For example, millions may enjoy and value a performance by a Chinese opera singer. But I may just not understand or enjoy it due to my radically different cultural upbringing.
Or I could attend the Met’s performance of Wozzeck and be completely blown away. But if you were able to transport Abbess Hildegard of Bingen from the 1000s to that performance, she might not get it at all and might well consider it satanic.
It’s a common fallacy that music is some sort of universal language. In fact, it is fairly closely tied to culture. Even in our increasingly globalized world, there are still significant gaps between groups and people regarding music.
MWnyc says
“I am offended by the shallowness of these ideas. Great music is TIMELESS, and so is a great performance. … It is sad that these basic concepts are so forgotten already. They were alive and well in my 1960s childhood.”

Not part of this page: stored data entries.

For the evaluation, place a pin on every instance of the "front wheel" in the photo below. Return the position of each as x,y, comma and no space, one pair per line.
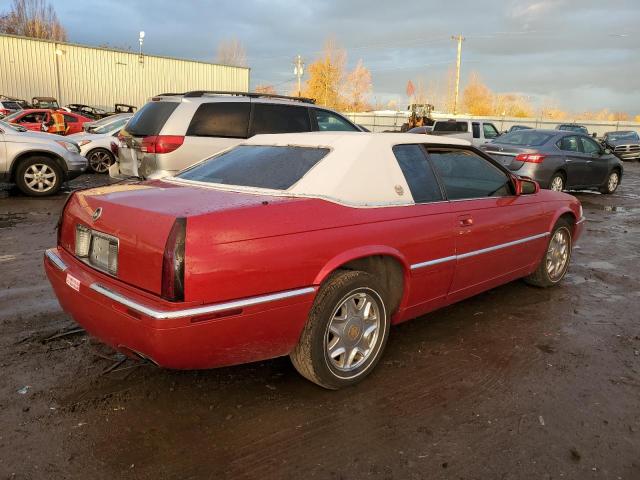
555,263
346,331
39,176
100,160
611,185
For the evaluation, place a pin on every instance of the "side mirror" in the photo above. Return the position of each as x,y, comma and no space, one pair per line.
525,186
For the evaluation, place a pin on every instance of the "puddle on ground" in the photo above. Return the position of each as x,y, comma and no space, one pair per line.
8,220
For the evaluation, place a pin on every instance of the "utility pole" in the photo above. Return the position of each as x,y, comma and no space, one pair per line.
459,39
298,71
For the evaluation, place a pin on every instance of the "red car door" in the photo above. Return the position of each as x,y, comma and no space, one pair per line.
430,249
499,235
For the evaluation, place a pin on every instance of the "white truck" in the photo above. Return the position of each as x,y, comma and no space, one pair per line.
475,131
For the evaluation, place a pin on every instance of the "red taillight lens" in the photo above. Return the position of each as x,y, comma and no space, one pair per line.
173,262
161,143
530,157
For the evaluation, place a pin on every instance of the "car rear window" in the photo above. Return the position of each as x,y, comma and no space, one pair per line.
451,127
272,167
150,119
10,105
221,119
528,138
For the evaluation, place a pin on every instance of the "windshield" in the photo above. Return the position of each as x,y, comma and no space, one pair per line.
451,127
621,136
15,128
8,118
110,127
275,168
525,138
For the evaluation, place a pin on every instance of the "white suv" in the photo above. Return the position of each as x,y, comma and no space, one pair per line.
174,131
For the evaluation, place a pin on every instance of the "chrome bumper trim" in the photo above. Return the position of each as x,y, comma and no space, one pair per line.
478,252
55,259
191,312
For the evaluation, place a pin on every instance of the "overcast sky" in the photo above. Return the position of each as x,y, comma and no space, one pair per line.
577,54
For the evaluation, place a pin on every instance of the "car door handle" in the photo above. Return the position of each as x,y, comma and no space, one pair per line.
465,220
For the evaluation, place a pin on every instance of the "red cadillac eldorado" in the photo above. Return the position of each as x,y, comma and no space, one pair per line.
309,245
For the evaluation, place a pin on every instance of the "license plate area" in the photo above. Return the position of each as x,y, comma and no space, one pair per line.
97,249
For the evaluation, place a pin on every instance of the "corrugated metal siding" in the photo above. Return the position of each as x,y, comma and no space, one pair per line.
102,77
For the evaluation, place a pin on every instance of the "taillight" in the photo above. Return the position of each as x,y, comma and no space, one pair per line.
161,143
173,262
530,157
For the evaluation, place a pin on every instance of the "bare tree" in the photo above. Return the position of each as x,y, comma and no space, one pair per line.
358,86
32,18
231,52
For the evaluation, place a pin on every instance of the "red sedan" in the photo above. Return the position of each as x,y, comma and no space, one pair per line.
307,245
33,118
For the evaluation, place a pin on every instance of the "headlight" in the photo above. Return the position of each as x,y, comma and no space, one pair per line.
71,147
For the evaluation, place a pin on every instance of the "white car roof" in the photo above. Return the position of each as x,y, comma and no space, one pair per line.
360,170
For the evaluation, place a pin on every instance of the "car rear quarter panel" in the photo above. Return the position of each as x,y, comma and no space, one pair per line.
298,244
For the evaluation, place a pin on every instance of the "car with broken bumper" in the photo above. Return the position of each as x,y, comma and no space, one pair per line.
308,245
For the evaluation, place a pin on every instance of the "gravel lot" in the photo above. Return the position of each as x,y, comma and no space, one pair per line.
515,383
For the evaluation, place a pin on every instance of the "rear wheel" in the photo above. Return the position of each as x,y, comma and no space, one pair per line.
346,331
613,180
100,160
39,176
557,182
555,263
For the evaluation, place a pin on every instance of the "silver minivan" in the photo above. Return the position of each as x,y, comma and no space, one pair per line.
174,131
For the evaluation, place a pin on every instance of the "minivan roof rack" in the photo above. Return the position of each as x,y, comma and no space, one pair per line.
201,93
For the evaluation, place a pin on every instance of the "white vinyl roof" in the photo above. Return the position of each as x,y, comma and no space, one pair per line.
360,170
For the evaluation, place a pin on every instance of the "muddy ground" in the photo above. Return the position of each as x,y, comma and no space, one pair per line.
515,383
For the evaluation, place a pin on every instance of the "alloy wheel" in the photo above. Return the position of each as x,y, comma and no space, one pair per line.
40,177
612,184
352,332
100,161
557,257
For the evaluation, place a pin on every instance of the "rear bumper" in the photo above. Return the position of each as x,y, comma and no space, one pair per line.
178,336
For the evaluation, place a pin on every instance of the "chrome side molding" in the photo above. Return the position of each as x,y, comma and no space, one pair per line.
194,311
479,252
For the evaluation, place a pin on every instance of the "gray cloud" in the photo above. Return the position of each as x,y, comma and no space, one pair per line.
578,54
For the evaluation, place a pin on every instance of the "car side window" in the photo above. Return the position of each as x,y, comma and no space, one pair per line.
568,144
418,173
489,130
467,175
589,146
330,122
475,126
274,118
221,119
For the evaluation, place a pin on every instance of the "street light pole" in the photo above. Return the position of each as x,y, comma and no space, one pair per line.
140,40
459,39
298,70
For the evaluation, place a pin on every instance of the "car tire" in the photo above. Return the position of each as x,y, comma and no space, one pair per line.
557,182
39,176
99,160
346,331
612,182
555,262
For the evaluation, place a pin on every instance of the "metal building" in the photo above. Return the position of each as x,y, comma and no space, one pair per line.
102,77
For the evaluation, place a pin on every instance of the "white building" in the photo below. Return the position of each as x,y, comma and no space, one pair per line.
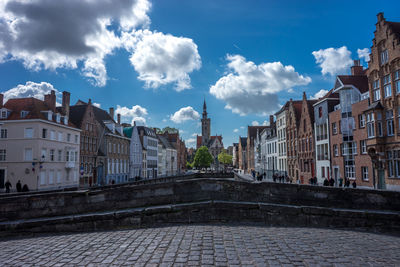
136,153
150,144
38,146
281,139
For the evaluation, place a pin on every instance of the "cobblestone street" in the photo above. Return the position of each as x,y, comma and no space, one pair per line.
206,245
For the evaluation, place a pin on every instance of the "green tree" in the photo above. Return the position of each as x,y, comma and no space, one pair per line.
203,158
224,158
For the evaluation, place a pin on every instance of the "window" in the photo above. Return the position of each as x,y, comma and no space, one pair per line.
28,154
51,177
389,122
387,87
58,177
42,178
3,133
397,81
59,158
3,154
390,163
363,145
52,135
335,151
28,133
51,154
370,125
384,57
43,154
364,173
334,128
361,121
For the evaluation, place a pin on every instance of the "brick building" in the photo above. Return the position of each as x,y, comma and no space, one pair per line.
81,114
384,112
306,148
348,131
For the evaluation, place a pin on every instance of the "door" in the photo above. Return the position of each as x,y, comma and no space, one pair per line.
2,178
381,179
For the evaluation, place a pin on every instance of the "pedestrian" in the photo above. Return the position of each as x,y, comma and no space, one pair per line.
25,188
18,186
7,185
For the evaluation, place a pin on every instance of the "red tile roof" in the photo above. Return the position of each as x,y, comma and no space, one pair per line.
33,106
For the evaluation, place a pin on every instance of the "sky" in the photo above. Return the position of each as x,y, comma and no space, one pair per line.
156,61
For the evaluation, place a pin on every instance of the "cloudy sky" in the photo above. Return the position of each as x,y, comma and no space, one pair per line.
155,61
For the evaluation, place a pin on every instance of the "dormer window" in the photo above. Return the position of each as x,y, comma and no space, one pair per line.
24,113
4,113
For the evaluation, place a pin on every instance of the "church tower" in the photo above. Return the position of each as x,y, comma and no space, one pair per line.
205,126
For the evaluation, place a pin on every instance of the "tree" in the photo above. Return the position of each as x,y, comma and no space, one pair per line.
224,158
203,158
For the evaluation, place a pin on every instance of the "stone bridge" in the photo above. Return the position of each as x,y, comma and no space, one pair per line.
200,199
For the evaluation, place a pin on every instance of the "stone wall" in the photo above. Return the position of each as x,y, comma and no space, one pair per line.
190,191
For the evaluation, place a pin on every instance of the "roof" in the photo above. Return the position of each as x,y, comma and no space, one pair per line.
243,141
200,140
34,107
164,141
76,114
395,26
147,131
358,81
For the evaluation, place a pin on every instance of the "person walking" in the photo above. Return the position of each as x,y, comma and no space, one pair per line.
18,186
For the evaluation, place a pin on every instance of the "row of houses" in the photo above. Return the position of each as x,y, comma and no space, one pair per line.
353,132
48,147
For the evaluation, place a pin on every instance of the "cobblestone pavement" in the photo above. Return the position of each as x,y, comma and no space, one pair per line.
217,245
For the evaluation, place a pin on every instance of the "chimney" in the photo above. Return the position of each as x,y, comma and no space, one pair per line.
65,103
112,113
357,69
380,16
50,100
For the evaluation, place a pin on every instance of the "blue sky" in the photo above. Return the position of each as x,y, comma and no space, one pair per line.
158,60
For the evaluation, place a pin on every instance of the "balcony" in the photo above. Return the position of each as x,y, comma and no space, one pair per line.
70,164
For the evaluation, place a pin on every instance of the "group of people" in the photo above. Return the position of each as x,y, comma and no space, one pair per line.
18,186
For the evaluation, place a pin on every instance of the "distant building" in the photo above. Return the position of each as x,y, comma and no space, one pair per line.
39,145
322,108
149,141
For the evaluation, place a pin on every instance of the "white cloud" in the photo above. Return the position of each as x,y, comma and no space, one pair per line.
191,142
333,60
46,34
319,94
162,58
185,114
80,34
30,89
136,113
363,53
250,88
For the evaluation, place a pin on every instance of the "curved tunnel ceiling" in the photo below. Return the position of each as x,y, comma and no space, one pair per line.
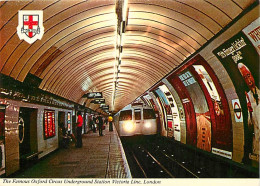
78,51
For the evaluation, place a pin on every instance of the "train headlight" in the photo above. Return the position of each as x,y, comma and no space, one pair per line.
147,125
129,126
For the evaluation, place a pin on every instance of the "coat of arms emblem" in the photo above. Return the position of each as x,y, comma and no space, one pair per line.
30,25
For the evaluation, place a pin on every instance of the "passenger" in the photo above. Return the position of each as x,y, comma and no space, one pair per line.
106,121
99,120
79,130
252,98
110,119
92,125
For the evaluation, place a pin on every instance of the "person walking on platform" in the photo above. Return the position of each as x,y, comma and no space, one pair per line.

That, I’m afraid, is just the sort of piety- mixed with in-my-day-we-had-STANDARDS snobbery – that made classical music seem hopelessly uncool to countless educated and intelligent people over the last 50 years, and that attitude continues to intimidate or repel newcomers to classical music to this day.
These days that piety and snobbery comes far more from audience members than from classical music institutions themselves. I think part of the institutions’ collective paralysis is fear of alienating existing subscribers and (especially) donors who cling to that piety and snobbery.